Cannabis farms in rented accommodation have been a problem for landlords for several years. Criminals appear to prefer spreading farms around multiple locations to ensure that production continues even when one farm is discovered and closed. It is this need for multiple locations which leads the criminals to rented or squatted property.
For landlords, the discovery of a cannabis farm can be devastating and frightening. Under S.8 of the Misuse of Drugs Act 1971 a landlord or Property Manager can receive a maximum of 14 years in prison and/or a fine if they knowingly permit the production of controlled drugs to take place in rented accommodation. Arguably, “knowingly permit” could include turning a blind eye to the production of cannabis to ensure that their rental income continues. A further complication for landlords is that they could then find any rental income received seized under the Proceeds of Crime Act.
Landlords and their agents should therefore take steps to minimise the risk of cannabis cultivation in rented accommodation. Some signs to watch out for include:
- Tenant’s paying a large amount of rent up front;
- Tenant’s refusing or making excuses to prevent regular inspections or restricting access to parts of the property during inspections;
- Tenant’s covering up/blacking out windows during the day;
- Electricity theft.
When renting properties landlords should always carry out regular inspections or instruct their agent to. On any such inspection landlords should look out for strange smells, excessive heat, blacked out or sealed windows, new ventilation units, and signs of meter tampering. If there is a suspicion that cannabis is being grown at the property landlords should not address the matter directly with their tenant but should report it to the police. The landlord is then advised to serve the tenant with a Section 8 notice.

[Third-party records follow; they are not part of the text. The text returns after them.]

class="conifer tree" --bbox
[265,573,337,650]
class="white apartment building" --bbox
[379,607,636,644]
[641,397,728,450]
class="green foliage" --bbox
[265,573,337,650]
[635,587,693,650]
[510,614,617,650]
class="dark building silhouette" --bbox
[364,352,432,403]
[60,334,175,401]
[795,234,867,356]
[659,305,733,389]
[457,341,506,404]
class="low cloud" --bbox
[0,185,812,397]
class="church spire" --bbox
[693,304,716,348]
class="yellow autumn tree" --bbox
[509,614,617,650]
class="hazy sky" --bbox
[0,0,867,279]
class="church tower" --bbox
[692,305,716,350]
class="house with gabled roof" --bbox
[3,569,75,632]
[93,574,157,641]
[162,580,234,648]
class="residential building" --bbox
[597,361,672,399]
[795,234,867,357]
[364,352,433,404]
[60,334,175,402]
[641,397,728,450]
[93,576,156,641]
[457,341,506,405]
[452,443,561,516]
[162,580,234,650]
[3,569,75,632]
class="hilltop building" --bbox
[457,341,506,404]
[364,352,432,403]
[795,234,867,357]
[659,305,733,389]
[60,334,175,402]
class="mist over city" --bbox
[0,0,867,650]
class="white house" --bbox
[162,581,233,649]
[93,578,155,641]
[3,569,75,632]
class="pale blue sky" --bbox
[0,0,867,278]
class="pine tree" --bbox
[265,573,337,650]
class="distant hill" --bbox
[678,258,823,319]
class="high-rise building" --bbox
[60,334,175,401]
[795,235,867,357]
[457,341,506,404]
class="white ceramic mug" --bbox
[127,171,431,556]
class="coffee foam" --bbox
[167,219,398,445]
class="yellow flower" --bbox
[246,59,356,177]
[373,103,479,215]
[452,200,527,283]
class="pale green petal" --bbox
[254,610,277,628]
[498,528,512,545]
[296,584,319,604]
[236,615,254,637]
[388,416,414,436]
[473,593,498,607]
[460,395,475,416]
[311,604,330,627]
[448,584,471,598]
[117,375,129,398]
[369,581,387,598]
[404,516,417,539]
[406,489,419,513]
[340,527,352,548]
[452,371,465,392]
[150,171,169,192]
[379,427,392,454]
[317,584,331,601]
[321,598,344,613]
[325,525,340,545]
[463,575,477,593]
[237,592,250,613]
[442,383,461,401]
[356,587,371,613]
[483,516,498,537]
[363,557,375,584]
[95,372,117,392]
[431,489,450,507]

If the police discover a cannabis farm they will attempt to arrest the tenant and the landlord will need to co-operate with any investigation. Unfortunately, while removing the cannabis plants from the property the police will often leave behind the pots, soil, heat apparatus and any other paraphernalia connected to the cultivation of the cannabis. This can leave the landlord with a substantial clean-up bill and a lengthy delay prior to gaining possession. Despite the tenant’s conduct, landlords cannot simply take back possession they will need to wait for a county court order for possession upon the expiry of the Section 8 notice. Where all the tenants have been arrested, and are not to be released on bail then landlords may be able to treat the property as abandoned however, prior to taking any steps in this respect legal advice should be sought.
In our experience, landlords very rarely recover the full repair cost of the damage that is done to their property in these situations. Consequently, it is essential for landlords and their agents to carry out regular inspections and to watch out for any signs that cannabis is being cultivated.